2021

Elastic in Collaboration with HBOMax
and Sophia Nahli Allison

Art Direction / Title Design / Packaging Design

Hallowed Ground

This HBO documentary pays tribute to Henry Hampton's masterpiece ‘Eyes on the Prize.’ It revives ancestral memories, sparks imagination, and delves into the journey for Black liberation. The voices of the movement, including modern activists, academics, and artists, offer firsthand insights into both recent and distant history.

The documentary's visual style prompts a deep introspection into the retelling of Black ancestral stories for liberation, captured through Sophia Nahli Allison's lens.

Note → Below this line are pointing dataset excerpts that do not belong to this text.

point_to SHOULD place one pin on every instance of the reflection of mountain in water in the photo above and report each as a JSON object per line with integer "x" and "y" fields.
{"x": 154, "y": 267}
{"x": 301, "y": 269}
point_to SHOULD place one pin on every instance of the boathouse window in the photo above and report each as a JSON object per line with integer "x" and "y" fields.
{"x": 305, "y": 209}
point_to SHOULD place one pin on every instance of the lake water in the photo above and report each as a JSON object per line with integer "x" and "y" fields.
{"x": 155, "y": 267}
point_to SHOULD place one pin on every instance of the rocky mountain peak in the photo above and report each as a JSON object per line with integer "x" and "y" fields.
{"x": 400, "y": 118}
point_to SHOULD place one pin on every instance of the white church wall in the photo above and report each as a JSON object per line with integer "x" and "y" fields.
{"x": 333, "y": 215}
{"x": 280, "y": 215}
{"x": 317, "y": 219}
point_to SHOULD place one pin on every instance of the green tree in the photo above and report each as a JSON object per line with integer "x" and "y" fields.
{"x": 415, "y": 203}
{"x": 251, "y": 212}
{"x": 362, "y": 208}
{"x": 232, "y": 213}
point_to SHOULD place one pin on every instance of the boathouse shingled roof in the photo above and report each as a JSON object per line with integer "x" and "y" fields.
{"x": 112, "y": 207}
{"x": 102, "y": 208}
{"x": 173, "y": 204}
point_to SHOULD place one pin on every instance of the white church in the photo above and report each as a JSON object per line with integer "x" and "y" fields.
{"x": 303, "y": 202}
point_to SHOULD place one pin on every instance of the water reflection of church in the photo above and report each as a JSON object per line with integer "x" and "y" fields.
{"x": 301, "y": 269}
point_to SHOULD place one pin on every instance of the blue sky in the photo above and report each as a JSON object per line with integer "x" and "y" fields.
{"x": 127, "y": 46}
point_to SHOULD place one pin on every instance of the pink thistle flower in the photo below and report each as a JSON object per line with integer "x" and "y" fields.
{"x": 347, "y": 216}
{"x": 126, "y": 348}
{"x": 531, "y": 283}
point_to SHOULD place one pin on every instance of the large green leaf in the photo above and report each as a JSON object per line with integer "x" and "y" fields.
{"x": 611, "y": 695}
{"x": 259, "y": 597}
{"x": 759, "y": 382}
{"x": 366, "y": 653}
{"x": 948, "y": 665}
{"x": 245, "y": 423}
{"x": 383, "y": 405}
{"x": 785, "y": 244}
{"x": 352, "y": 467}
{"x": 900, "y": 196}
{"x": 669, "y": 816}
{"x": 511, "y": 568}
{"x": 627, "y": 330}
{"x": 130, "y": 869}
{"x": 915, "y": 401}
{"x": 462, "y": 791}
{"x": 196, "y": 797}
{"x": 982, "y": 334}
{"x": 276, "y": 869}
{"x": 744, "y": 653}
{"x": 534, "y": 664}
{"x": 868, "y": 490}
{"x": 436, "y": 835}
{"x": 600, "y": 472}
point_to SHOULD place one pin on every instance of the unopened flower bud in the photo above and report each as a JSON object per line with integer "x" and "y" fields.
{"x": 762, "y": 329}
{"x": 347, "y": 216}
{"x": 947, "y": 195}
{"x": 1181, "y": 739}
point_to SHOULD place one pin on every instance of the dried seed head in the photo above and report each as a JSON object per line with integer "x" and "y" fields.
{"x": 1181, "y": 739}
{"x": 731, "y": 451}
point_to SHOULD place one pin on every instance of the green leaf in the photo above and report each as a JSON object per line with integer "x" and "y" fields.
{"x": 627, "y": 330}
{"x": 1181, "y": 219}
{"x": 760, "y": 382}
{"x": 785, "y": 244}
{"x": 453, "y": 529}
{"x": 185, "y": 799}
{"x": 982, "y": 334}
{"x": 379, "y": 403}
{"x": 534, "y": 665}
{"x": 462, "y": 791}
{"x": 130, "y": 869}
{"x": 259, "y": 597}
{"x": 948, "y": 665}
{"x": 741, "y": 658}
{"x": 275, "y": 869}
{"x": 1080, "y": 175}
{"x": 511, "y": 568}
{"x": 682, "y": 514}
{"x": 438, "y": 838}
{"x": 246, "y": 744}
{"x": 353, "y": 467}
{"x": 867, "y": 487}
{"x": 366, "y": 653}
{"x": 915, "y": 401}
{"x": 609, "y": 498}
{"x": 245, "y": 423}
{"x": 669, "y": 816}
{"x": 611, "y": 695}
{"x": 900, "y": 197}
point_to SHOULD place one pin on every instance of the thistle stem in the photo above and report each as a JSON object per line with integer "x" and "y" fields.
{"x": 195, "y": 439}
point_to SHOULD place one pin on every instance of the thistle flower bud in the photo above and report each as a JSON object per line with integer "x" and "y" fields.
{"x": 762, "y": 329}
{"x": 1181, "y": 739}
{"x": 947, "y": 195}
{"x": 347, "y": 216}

I took pride in developing a visual and typographic system that matches the documentary's elevated yet grounded style.

Title Treament

I explored a number of variations of the title treatment design which ultimately influenced the final title design. Heidi Berg photographed our main titles multiple times refracting through glass prisms as individual stills — which when sequenced together feel like a temporal fever dream of light and refractions. This introduced a whimsy and tone that visually permeated the rest of the documentary graphically and through art direction.

Raw Exploration

Final Product

The delicate balance of rooting the visuals in something familiar whilst still making them feel fresh was a wonderful challenge to accept.

“We tried to create a look you don’t expect from lower thirds,” Jordan added. “I don’t think we would have treated it the same way 10 years ago, but that’s the cool part about it. We still have the same respect for the footage and the subject matter, but translating our thoughts to a current time was necessary to compliment Sophia’s perspective, which isn’t rooted in tragedy, it’s very deep and contextual, but it also feels like a new lens on these issues, which extends the audience to so many different people. I think the type system does that as well.”

— Jordan Lyle

THOUGHTS AS A BLACK DESIGNER

“For me as a Black person, I connected to the material instantly because it reflects my experience in America. All the things that happened in the past are still happening in the present day, so we wanted the design style to transition between and reflect different time periods. We wanted it to have an ethereal but grounded quality to it, to look super artistic and creative like a fairy brush was painted over some pretty heavy subject matter.”